Sunday, May 11, 2008
for the past few hrs i've been dazing and stoning..
i feel so extremely lonely nowadays... esp after baby start to work.. sighs....
very depressing today.. i think of next week i feel even more unmotivated.. i need to find back my source of strength...
i need to be stronger.. i cannot be so weak! i cannot give in to the darkness.. the line between darkness and light is just a step away.. i need to be the person i use to be..! outgoing, crazy, wild and wtf else that i used to be..
im just someone who's unmotivated, lifeless, aimless, living in solitude blah blah blah... i can name alot of negative points and see no positive points which i can use to redeem myself..
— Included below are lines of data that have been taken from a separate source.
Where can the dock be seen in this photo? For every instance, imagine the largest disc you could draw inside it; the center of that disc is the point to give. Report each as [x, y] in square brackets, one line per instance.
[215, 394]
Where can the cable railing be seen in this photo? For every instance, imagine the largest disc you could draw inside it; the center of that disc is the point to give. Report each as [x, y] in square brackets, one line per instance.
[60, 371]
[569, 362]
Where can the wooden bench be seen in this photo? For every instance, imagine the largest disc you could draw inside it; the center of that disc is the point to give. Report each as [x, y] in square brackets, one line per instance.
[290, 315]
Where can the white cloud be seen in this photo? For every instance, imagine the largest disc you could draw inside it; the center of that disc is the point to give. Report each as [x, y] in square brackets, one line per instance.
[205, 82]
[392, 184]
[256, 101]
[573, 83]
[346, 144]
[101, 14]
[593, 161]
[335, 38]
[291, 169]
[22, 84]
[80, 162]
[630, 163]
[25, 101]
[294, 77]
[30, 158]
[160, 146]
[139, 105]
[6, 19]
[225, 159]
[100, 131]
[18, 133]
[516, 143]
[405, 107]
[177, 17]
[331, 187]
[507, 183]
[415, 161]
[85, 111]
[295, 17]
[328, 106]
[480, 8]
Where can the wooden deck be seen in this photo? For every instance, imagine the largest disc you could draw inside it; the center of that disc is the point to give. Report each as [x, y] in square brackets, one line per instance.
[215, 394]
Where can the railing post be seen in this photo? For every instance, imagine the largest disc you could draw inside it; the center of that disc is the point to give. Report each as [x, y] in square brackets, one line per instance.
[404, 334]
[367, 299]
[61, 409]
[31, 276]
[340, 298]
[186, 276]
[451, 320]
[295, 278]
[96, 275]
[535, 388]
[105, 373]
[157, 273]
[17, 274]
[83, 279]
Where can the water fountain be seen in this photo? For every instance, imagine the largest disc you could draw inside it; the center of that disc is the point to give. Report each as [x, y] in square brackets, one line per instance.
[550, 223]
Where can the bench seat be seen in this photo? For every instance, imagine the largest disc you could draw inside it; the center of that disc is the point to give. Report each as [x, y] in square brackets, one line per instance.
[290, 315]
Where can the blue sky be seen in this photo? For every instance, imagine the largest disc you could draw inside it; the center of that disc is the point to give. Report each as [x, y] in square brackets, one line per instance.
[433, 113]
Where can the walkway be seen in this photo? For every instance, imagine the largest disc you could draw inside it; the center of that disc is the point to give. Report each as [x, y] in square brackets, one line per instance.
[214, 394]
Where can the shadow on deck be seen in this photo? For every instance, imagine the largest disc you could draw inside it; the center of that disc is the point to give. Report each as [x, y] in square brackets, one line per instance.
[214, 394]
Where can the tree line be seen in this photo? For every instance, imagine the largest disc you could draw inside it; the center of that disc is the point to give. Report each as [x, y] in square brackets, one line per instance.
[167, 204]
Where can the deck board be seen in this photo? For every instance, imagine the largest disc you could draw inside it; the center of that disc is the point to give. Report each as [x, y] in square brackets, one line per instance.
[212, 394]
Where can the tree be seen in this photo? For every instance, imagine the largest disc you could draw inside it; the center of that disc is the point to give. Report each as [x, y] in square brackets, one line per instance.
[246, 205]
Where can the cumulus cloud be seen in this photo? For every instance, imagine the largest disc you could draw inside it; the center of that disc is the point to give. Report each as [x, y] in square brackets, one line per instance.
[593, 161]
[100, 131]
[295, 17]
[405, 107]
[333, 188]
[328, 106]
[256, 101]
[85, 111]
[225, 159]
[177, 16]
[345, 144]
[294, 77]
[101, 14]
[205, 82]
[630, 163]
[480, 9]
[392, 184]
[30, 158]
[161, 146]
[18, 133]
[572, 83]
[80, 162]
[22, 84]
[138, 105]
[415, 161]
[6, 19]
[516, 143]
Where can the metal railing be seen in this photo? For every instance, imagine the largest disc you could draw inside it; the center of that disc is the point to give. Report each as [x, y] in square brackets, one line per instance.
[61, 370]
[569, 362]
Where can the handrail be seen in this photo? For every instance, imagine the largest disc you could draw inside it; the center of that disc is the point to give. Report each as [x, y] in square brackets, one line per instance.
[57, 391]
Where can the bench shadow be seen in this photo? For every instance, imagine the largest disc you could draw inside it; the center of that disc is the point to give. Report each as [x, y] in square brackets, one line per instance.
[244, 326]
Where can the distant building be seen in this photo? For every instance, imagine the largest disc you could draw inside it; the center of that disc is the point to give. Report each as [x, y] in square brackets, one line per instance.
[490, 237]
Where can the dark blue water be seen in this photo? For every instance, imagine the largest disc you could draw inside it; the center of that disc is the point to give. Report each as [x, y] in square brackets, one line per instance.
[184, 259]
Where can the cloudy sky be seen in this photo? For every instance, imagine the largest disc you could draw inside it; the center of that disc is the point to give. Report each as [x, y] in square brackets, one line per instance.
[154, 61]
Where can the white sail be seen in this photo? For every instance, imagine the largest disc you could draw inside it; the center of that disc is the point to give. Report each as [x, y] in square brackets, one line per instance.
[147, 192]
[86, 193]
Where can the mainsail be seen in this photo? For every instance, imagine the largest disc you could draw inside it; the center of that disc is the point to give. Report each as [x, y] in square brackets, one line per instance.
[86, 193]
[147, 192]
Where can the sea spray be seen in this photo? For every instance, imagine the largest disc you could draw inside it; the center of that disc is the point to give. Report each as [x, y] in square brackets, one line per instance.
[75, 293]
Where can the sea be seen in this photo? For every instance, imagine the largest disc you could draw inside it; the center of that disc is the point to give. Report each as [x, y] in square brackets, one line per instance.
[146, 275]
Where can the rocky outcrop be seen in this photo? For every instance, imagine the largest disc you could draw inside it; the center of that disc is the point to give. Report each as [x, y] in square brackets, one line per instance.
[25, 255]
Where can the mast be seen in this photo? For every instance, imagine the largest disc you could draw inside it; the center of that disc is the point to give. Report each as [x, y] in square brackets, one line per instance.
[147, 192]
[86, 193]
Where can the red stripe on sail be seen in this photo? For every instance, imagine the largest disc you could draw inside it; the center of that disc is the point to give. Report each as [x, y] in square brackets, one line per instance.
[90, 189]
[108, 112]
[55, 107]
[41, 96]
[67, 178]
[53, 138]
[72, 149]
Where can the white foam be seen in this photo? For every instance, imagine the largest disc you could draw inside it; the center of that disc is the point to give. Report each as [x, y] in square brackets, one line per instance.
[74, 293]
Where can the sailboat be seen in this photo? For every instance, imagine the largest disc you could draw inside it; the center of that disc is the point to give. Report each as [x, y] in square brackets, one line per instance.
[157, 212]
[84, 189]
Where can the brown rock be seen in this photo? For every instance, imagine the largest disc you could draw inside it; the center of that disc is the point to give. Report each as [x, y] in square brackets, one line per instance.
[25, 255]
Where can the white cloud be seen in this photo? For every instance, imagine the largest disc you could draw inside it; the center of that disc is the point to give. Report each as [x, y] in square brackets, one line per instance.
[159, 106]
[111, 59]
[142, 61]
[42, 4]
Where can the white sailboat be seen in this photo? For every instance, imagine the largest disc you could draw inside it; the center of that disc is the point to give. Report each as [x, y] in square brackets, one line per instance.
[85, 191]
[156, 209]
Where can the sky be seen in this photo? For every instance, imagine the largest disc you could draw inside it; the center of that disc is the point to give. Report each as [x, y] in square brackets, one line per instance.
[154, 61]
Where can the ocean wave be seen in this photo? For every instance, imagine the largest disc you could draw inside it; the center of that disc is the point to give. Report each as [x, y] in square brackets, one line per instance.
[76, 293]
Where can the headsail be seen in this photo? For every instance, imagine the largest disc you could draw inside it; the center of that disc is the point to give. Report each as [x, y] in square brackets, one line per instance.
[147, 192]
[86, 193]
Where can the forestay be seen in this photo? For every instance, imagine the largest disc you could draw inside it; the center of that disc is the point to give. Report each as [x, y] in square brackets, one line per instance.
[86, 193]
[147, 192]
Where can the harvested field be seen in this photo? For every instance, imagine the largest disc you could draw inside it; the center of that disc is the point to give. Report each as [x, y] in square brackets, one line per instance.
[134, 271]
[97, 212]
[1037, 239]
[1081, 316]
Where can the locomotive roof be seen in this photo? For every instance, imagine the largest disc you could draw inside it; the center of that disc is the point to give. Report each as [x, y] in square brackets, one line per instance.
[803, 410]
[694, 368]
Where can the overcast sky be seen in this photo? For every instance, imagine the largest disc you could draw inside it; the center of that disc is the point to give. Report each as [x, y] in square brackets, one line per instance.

although i know i am just saying all these out in pure agony trying to make myself feel better.. i still holds on that one day i will change and improve.. im sure everyone around me is sick and tired of my emo-ness.. for years.. i've wanted to change.. but look where am i now? still the same personality isnt it?..
but now under harsh environment... i've to fight for my own life.. no one will lend u a hand becos this is life.. the weak will always be despised by others in the real world.. the road ahead no matter how rough it is.. it still have to be walked upon using my own pair of legs...
sighs..
加油吧!我希望将来有一天我会改变我对人生的看法而变成一个开心和充满信心的人。。